Beigetragen: Zdena Binterová

(Übersetzung: Gerhard Stübiger und Kollektiv VÚHU unter der Leitung von Ing. Eva Lahodná)

Rosengarten lag 9,7 km südsüdwestlich von Kaaden entfernt, im Tal des Tarflesbaches. Seine Seehöhe betrug 460 m und sein Kataster hat 310 ha gemessen. Die erste Erwähnung über die Existenz von Rosengarten in der Landstafel stammt aus dem Jahre 1544, wo es Rosskarth genannt wird. Drei Jahre später war es aber schon Rosengarten und später Rosenkarte oder Rosen Garten. Den Name bekam das Dorf angeblich von seinem Gründer, der die romantischen epischen Stücke „Der große Rosengarten“ und „Der kleine Rosengarten“ gern hatte, die bei den Deutschen noch im 15. und 16. Jahrhundert sehr beliebt waren.

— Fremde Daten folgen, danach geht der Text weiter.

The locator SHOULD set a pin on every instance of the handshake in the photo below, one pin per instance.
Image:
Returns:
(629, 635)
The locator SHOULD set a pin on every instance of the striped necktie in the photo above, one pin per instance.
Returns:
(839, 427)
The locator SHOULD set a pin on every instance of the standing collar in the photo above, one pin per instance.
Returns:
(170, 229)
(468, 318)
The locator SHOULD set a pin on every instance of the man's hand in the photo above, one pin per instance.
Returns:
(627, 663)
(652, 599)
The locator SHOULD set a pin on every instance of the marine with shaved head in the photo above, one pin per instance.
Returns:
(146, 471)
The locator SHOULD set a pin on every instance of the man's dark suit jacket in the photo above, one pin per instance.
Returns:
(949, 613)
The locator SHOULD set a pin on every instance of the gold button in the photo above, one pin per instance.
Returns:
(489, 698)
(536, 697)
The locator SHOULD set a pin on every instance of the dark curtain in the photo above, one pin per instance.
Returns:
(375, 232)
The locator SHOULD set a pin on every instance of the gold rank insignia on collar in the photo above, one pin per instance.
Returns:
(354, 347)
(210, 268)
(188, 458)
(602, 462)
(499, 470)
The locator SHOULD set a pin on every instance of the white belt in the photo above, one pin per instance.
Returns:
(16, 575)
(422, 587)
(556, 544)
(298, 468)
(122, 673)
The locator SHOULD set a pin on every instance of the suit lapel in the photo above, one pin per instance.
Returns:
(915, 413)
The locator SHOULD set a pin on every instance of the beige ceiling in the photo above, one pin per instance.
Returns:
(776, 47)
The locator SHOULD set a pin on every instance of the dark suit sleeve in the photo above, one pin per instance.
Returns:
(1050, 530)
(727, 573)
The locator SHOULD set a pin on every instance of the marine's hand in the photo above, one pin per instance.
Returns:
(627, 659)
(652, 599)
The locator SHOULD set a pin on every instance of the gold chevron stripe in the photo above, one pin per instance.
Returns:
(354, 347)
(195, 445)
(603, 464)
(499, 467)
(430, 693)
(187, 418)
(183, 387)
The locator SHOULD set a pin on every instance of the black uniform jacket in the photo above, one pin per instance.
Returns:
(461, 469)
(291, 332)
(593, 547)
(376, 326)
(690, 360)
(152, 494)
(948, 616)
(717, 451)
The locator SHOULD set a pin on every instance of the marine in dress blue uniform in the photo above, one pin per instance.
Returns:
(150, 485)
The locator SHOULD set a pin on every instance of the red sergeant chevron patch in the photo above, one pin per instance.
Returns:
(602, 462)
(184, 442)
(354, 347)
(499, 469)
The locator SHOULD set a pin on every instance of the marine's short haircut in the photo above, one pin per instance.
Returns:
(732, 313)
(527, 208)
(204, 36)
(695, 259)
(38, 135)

Seit den ersten erhaltenen Berichten bis zum Jahre 1850 gehörte Rosengarten immer zur Herrschaft Winteritz und mit dieser wechselten auch die Besitzer und teilte deren Schicksale. Genauso wie bei Rodbern, führt die Steuerrolle auch bei Rosengarten an, dass sie „schlechte Felder, wenig Wiesen haben“. Damals lebten dort nur 4 Häusler und 2 sog. bei der Gemeinde. Allmählich erholte sich das Dorf von den Grausamkeiten des Dreißigjährigen Krieges, die das Dorf getroffen hatten, und die Einwohner nahmen zu. Niemals war es aber ein großes oder reiches Dorf. Wenn auch Seiner dort im Jahre 1863 17 Bauernhöfe mit 130 Einwohnern angibt, die überwiegend in der Landwirtschaft arbeiten, sind die Felder nur wenig fruchtbar, es wurde nur teilweise ein wenig Korn angebaut.

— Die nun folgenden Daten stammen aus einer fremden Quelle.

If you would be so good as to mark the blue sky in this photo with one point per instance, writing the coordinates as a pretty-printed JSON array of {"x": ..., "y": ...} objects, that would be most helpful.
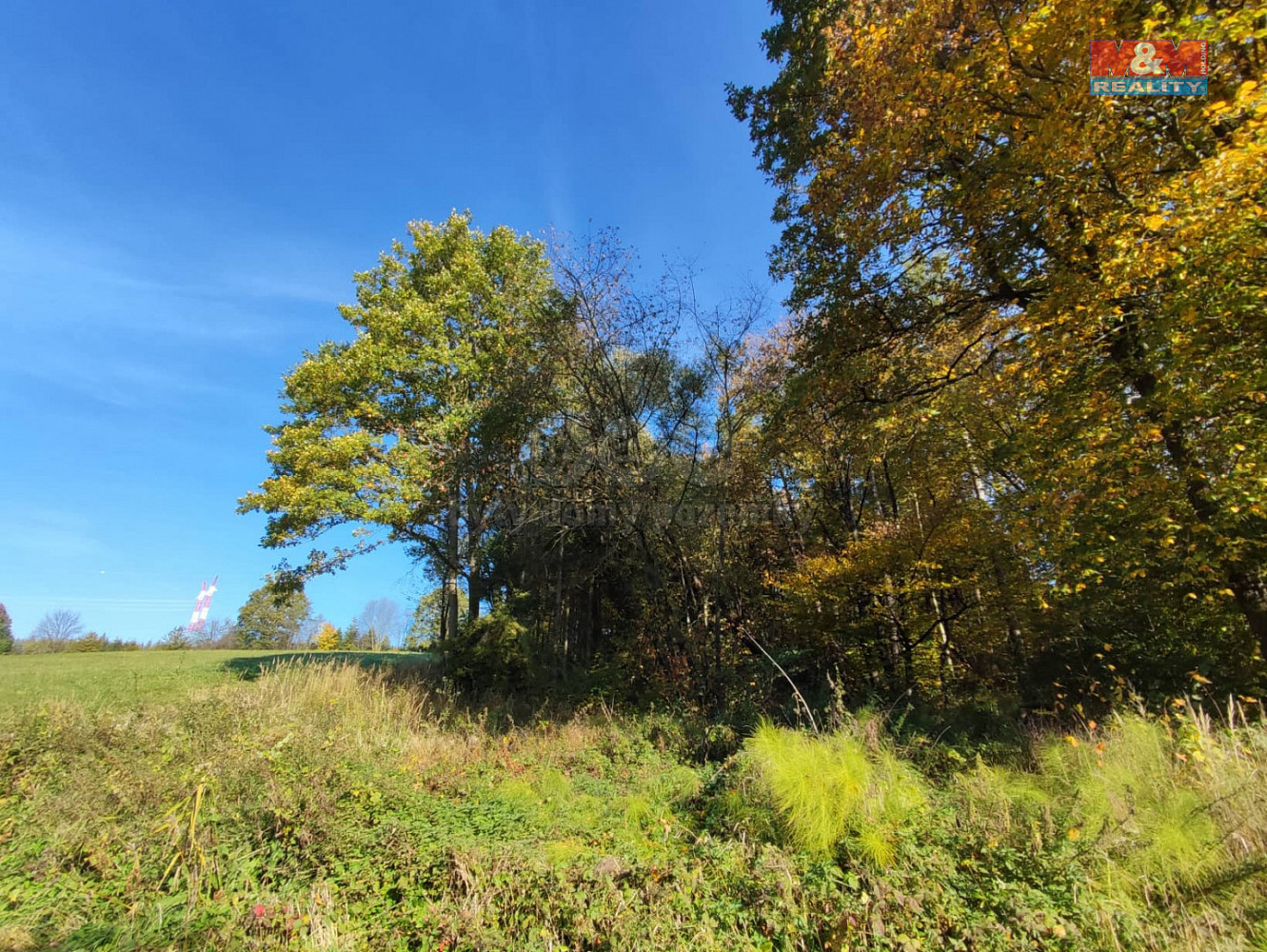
[{"x": 187, "y": 188}]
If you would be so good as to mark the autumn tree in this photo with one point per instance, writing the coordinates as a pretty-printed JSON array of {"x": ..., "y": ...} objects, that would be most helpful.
[
  {"x": 58, "y": 626},
  {"x": 380, "y": 623},
  {"x": 412, "y": 426},
  {"x": 1072, "y": 283},
  {"x": 272, "y": 616},
  {"x": 327, "y": 638}
]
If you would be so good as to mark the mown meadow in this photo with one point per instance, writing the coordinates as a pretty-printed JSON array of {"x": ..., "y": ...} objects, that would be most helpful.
[{"x": 356, "y": 806}]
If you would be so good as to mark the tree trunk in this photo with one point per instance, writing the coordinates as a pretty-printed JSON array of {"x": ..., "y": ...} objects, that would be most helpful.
[{"x": 451, "y": 565}]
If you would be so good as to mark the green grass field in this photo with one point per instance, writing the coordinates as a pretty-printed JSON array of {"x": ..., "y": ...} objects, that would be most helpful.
[
  {"x": 114, "y": 679},
  {"x": 160, "y": 802}
]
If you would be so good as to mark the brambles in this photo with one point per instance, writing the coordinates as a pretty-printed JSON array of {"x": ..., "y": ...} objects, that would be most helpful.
[{"x": 326, "y": 806}]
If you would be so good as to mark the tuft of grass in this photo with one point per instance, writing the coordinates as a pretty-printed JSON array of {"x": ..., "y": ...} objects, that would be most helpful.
[{"x": 829, "y": 790}]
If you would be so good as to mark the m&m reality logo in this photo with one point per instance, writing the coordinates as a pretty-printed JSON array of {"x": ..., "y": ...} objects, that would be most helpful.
[{"x": 1149, "y": 68}]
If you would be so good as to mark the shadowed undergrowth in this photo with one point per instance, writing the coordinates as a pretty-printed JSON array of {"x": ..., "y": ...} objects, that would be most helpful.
[{"x": 331, "y": 807}]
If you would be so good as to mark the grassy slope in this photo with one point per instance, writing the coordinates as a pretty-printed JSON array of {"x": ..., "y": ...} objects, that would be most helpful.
[
  {"x": 324, "y": 807},
  {"x": 127, "y": 677}
]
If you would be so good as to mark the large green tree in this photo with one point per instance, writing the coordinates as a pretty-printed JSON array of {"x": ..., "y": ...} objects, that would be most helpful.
[{"x": 413, "y": 425}]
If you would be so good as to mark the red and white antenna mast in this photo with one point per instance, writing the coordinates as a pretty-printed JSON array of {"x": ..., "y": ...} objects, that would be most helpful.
[{"x": 202, "y": 606}]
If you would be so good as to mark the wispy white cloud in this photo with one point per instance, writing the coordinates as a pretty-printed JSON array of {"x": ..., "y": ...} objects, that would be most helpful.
[{"x": 49, "y": 534}]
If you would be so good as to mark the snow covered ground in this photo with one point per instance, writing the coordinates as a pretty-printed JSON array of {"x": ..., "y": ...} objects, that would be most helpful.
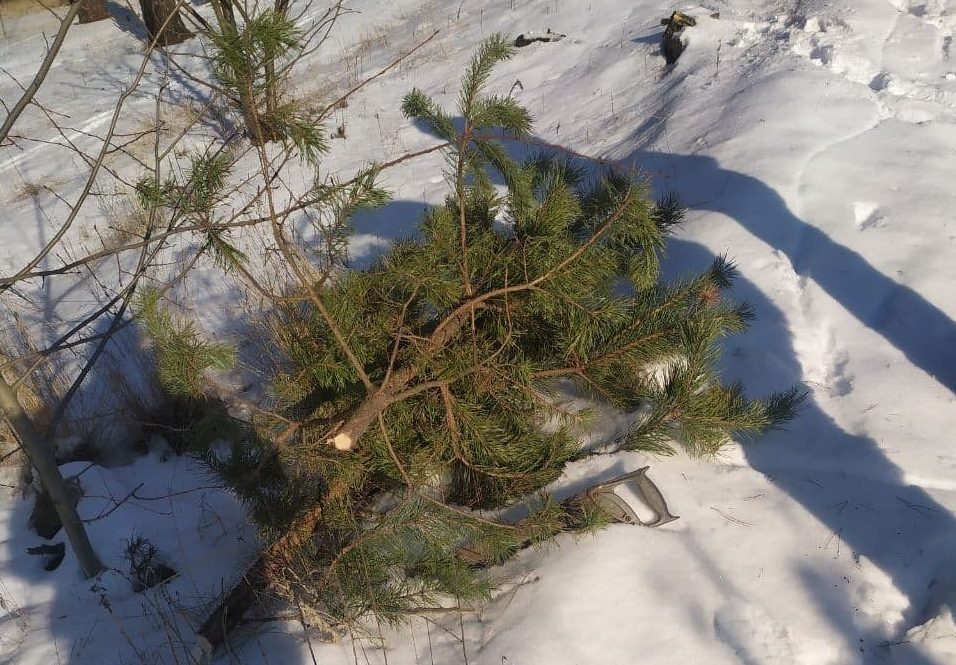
[{"x": 815, "y": 142}]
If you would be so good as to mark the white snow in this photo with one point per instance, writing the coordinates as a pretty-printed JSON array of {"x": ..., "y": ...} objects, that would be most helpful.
[{"x": 815, "y": 143}]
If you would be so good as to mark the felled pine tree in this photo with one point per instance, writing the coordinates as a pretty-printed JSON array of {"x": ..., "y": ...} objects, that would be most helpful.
[{"x": 418, "y": 395}]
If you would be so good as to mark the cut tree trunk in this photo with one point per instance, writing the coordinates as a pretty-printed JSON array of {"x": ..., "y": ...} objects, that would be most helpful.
[
  {"x": 41, "y": 457},
  {"x": 92, "y": 10},
  {"x": 163, "y": 22}
]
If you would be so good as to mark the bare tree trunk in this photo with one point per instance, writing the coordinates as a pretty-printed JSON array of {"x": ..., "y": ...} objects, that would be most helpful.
[
  {"x": 163, "y": 22},
  {"x": 41, "y": 457},
  {"x": 92, "y": 10}
]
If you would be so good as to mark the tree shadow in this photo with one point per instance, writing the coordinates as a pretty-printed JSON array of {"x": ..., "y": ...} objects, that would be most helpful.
[
  {"x": 916, "y": 327},
  {"x": 843, "y": 479}
]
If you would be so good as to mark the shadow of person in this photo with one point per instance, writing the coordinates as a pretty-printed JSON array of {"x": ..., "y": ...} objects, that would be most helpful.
[
  {"x": 904, "y": 318},
  {"x": 845, "y": 480}
]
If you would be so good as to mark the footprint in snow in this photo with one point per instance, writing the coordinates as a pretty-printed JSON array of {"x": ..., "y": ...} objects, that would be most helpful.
[{"x": 755, "y": 636}]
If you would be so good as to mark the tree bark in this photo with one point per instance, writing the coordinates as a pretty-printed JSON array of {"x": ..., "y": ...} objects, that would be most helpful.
[
  {"x": 92, "y": 10},
  {"x": 42, "y": 459},
  {"x": 163, "y": 22}
]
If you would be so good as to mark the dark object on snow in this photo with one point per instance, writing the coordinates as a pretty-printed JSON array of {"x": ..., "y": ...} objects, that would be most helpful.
[
  {"x": 617, "y": 509},
  {"x": 44, "y": 518},
  {"x": 54, "y": 554},
  {"x": 531, "y": 37},
  {"x": 671, "y": 43},
  {"x": 146, "y": 570}
]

Etwa 0,8 km in südsüdöstlicher Richtung von Rosengarten entfernt stand ein der Obrigkeit gehöriger Blattenhof. Im Jahre 1930 lebten dort in zwei Häusern noch 11 Einwohner, heute sind nur einige Wandreste verblieben, aber auch die zeigen die Geräumigkeit dieses Hofes an.

Wenn im Jahre 1850 die Dörfer zu selbständigen Gemeinden wurden, wurde auch Rosengarten für kurze Zeit eine Gemeinde, aber schon im Jahre 1869 ist es als Ortsteil von Kojetitz, bei der es blieb, angeführt. Im Zusammenhang mit der Gründung des Truppenübungsplatzes wurde das Dorf zum 15. 5. 1954 ausgesiedelt, d. h. in der 3. Etappe, nachdem die deutsche Bevölkerung schon ab 1945 zwangsweise ausgesiedelt wurde.

Am besten ging es den Einwohnern von Rosengarten wahrscheinlich anfangs des 20. Jahrhundert - die Adressbücher aus den Jahren 1914 und 1921 geben 20 Häuser und 103 Einwohner an, später ist die Anzahl bei beiden zurückgegangen. Es befanden sich dort ein Wirtshaus, eine Trafik, ein Geflügelhandel und zum Verkauf wurden hier Käse hergestellt und Strümpfe gewirkt. Von den Handwerkern arbeitete in Rosengarten nur ein Wagner, Geschäft war keins hier. Zur Schule gingen die Kinder nach Kojetitz. Zum Pfarrsprengel gehörte Rosengarten nach Radonitz, zur Post nach Saar.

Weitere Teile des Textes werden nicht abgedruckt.